SnooPaintings8639@reddit
I am not sure but I think pi does also send all the tokens (including thinking) back to the API. The difference is - pi keeps history as is, and opencode does some 'magic optimization' on the context. This means, the opencode breaks the cache quite often and cause the entire prompt to be reprocessed again, and again, which is slow.
OpenCode is great for external APIs, but I don't think it's best fit for local inference.
This is very much an opinion, and I'd be happy if someone explained me if I got something wrong here.
GroundbreakingMall54@reddit
yeah kv cache is a memory monster. fp8 helps but you still sacrifice context for vram. either batch smaller or just accept the limit tbh
Maximum-Wishbone5616@reddit
? 27b fits comfortable even on mini AI rig like 2x 5090 (FP8/KV16/262k context uses something around 60GB VRAM)
Potential-Leg-639@reddit
What the hell are you talking about? „mini AI rig like 2 x 5090“
Glittering-Call8746@reddit
Cheap electricity bill to have 2 5090 running all times. 😁
SummarizedAnu@reddit
Bro thinks cheap mini rig is even a 5090.

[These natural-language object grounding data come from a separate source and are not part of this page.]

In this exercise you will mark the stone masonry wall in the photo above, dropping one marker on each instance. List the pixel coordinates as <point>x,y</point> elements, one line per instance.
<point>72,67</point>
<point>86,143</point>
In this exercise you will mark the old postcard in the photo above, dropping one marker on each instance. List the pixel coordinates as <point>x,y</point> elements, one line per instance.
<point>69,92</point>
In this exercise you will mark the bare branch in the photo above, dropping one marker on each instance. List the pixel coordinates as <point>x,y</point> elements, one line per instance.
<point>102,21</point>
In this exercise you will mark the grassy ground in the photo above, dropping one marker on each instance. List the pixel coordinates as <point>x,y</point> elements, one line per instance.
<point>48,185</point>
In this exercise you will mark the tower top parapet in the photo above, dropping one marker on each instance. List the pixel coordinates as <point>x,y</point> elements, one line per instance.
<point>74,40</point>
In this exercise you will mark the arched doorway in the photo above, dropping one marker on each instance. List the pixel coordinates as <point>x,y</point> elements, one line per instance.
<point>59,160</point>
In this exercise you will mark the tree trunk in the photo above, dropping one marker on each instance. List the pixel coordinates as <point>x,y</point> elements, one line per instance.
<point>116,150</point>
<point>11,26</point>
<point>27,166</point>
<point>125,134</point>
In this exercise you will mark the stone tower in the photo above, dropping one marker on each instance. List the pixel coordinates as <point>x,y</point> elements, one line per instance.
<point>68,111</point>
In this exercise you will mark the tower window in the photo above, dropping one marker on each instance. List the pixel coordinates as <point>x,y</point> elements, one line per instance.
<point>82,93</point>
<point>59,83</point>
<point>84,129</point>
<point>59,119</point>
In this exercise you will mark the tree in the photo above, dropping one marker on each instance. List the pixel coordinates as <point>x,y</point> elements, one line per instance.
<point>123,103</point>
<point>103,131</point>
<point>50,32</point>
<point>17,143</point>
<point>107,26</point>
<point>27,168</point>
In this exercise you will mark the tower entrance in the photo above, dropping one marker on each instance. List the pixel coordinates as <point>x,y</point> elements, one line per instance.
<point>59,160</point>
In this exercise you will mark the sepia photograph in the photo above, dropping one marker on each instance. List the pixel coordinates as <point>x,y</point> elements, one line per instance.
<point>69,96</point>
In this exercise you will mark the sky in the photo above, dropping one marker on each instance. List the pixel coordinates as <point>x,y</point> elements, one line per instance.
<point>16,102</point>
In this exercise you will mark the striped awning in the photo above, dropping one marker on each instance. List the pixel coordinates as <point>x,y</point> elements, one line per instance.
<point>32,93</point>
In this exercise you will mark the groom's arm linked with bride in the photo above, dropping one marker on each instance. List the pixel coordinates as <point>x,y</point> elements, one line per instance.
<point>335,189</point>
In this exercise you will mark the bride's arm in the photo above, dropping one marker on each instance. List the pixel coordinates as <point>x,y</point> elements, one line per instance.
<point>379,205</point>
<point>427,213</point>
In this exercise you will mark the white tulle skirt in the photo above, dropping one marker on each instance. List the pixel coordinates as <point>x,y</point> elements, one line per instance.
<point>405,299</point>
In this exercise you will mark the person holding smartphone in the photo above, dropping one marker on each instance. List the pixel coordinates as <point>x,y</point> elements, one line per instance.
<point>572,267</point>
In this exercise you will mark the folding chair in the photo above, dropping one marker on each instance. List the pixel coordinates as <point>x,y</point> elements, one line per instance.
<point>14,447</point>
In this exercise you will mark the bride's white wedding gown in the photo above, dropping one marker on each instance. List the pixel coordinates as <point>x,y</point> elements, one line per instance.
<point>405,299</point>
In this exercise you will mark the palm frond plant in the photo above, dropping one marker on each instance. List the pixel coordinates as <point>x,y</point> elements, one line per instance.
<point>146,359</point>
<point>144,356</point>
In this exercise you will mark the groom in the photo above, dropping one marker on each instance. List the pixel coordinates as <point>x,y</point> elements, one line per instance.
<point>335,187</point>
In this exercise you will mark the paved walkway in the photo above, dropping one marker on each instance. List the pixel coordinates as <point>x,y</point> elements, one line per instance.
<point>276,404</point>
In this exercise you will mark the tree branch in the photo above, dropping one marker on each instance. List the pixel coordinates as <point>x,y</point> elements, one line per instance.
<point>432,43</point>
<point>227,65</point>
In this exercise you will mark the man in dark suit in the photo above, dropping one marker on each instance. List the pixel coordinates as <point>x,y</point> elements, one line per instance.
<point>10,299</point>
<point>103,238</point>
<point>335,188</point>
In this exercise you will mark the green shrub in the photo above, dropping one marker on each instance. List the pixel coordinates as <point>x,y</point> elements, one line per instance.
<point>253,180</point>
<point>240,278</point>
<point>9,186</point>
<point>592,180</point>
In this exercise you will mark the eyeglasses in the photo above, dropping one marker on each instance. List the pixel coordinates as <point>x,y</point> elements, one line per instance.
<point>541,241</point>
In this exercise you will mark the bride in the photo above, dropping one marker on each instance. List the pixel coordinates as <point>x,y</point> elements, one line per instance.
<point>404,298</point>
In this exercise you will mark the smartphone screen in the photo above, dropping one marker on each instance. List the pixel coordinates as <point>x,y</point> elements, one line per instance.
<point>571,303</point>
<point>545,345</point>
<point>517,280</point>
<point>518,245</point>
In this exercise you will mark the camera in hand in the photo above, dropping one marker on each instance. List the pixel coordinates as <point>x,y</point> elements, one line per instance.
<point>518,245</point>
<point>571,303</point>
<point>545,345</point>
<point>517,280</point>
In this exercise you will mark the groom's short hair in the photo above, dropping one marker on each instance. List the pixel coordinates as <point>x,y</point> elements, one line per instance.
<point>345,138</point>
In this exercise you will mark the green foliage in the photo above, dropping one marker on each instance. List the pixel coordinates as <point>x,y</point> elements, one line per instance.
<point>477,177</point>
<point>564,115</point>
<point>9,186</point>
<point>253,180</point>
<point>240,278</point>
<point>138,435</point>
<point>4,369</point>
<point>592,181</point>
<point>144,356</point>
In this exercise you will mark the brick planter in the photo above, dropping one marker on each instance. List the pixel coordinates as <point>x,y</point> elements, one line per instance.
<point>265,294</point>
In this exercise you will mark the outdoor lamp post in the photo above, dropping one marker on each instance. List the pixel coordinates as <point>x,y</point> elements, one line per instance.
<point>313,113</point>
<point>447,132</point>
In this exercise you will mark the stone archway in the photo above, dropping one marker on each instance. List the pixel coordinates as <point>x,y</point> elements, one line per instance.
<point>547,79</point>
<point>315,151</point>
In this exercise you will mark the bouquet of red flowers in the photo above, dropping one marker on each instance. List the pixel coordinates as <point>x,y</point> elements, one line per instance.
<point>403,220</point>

Most people here are either running rtx 3060 or below. Only a few people who are just rich or are trainings making all these quant /abliterated models for us are the ones with 2 4090s ,2 5090s etc.
met_MY_verse@reddit
My 16GB RX580 agrees.
SummarizedAnu@reddit
I used to use 16 gb ram and no gpu until 5 moths ago for 10 years .
dkarlovi@reddit
LegitimateCopy7@reddit
Perfect proof
Purple-Programmer-7@reddit (OP)
Not worth my time. If you don’t trust, all good.
LegacyRemaster@reddit
I was completing the merge between 2 scripts and Claude gave me this error. I started Qwen 3.6 27b q8 ---> corrected and fixed script. And it found some bugs that Claude had added. I asked Gemini Pro to evaluate the Qwen result and it said 100% ok. Today I'm also evaluating it with Minimax 2.7 Q4 local and it works very well... Just to better understand which workflow to use for validation. Whether 100% local or hybrid. Note: The error is clear: they tell you to use the API with Claudecode or VsCode and not chat. True. But LMstudio with Qwen's long context on an RTX 6000 96GB did the job "only" using chat.

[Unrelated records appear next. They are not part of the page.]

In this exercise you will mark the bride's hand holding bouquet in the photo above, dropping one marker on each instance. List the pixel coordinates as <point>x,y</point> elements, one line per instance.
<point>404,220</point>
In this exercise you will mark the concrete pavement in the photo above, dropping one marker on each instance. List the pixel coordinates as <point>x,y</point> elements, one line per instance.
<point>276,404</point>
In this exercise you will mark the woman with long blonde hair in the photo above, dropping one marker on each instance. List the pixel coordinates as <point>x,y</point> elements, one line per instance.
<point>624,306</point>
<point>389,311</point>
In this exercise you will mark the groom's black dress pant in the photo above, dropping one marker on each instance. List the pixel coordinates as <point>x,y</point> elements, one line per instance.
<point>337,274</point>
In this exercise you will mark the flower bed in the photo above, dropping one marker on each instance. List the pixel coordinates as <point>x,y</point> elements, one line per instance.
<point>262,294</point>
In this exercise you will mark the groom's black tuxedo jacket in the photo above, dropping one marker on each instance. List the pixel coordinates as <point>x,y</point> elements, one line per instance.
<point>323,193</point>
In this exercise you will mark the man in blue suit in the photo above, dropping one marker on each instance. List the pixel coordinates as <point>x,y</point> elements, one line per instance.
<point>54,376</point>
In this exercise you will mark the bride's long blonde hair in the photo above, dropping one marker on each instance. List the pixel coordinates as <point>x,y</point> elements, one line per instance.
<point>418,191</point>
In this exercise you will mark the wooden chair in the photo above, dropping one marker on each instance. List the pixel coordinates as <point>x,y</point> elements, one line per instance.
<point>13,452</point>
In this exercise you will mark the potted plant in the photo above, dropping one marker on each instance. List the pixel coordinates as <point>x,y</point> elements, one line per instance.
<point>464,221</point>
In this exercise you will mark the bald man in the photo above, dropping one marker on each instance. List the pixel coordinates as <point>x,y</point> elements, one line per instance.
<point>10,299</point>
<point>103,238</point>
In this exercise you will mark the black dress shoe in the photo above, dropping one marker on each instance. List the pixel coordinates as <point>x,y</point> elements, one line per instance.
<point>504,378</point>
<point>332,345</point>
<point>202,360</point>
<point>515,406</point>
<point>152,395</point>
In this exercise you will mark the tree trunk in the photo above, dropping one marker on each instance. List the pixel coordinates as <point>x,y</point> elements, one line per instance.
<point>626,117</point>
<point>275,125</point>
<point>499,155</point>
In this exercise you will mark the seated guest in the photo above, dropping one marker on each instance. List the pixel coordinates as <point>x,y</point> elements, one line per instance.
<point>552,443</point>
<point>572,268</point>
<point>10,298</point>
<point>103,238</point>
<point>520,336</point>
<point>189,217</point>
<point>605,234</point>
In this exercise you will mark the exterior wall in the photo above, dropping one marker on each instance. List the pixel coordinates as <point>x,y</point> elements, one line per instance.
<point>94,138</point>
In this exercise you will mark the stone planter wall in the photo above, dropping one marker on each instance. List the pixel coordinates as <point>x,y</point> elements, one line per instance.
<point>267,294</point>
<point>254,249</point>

CalligrapherFar7833@reddit
You asked gemini to check but its trash ask gpt/codex to check to actually surface issued
LegacyRemaster@reddit
surface? code issues.
CalligrapherFar7833@reddit
Surface issues means surface code issues
GroundbreakingMall54@reddit
yeah 120k feels tight but thats just how fp8 vllm works. kv cache chews through vram fast. either drop batch size or bite the bullet and use less context
cr0wburn@reddit
It has 260k context! What are you on about!